6. Order XXI, Rule 22 of the C.P.C. which prescribes the issuance of notice to show cause reads as under :

"Notice to show cause against execution in certain cases.--(1) Where an application for execution is made--
(a) more than [two years) after the date of the decree, or
(b) against the legal representative of a party to the decree filed under the provision of Section 44-A] [or]
(c) against the assignee or receiver in insolvency, where the party to the decree has been adjudged to be an insolvent the Court executing the decree shall issue a notice to the person against whom execution is applied for requiring him to show cause, on a date to be fixed, why the decree should not be executed against him :
Provided that no such notice shall be necessary in consequence of more than [two years] having elapsed between the date of the decree and the application for execution if the application is made within [two years] from the date of the last order against the party against whom execution is applied for, made on any previous application for execution, or in consequence of the application being made against the legal representative of the judgment debtor, if upon a previous application for execution against the same person the Court has ordered execution to issue against him.
(2) Nothing in the foregoing sub-rule shall be deemed to preclude the Court from issuing any process in the execution of a decree without issuing the notice thereby prescribed, if, for reason to be recorded, it considers that the issue of such notice would cause unreasonable delay or would defeat the ends of justice."
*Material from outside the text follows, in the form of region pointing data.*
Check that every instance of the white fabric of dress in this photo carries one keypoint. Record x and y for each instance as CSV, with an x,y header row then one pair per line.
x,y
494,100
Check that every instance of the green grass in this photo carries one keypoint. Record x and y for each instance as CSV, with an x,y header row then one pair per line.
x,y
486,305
7 From bare reading of the aforesaid provisions, it is clear that when an application for execution is made more than two years from the date of the decree or against the legal representative of party to the decree or against the assignee or receiver then before executing the decree the Court shall issues notice to the person against whom execution is applied for requiring him to show cause as to why decree should not be executed. The expression "application for execution" used in the said rule refers to the application filed for execution of a decree as contemplated under Order XXI, Rule 11(2) of the C.P.C. The Court below has completely misdirected himself in law in holding that before issuing writ of delivery of possession notice to the non appearing judgment debtors in necessary.
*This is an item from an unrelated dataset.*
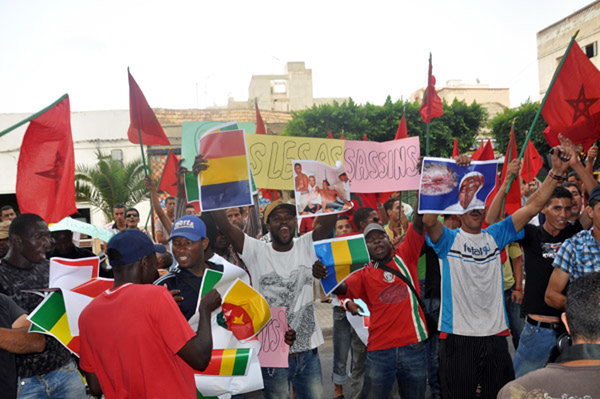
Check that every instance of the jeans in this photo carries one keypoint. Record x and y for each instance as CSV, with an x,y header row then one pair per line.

8. Besides the above, the Court below however, failed to consider Sub-rule (2) of Rule 22 of the Code which empowers the Court to execute the decree without issuing notice if this Court considers that the issue of such notice would cause unreasonable delay or would defeat the ends of justice.
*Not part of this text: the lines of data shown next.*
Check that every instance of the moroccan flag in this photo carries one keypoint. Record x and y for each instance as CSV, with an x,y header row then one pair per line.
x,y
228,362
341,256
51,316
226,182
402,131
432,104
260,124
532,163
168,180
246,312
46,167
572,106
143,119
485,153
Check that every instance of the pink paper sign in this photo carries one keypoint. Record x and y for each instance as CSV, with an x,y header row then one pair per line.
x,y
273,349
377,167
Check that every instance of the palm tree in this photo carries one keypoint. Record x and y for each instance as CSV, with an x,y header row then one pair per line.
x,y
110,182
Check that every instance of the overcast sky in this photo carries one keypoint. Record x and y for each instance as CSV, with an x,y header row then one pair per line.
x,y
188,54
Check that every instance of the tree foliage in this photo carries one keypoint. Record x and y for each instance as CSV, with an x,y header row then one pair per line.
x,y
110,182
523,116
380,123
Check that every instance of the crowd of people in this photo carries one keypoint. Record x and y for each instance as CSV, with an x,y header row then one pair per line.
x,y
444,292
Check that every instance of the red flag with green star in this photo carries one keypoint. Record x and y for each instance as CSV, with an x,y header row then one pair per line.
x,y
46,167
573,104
9. In the instant case, as noticed above, against the judgment and decree passed by the Court below defendants/opposite parties filed civil revision which was dismissed and then they moved the Supreme Court in S.L.P. No. 7049/2002 which was also dismissed. Not only that the opposite parties failed to give undertaking before the Supreme Court although they filed application in the execution proceeding seeking a month time for filing undertaking before the Supreme Court, Not only that the judgment debtors/opposite party Nos. 1 and 3 who are the sons appeared in the execution case at all stage of the proceeding. In that view of the matter the Court below committed serious error of law in passing impugned order for service of notice instead of issuing writ of delivery of possession. The impugned order therefore can not be sustained in law.

10. For the aforesaid order passed by the Court below is set aside. It is directed that the executing Court shall execute the decree forthwith.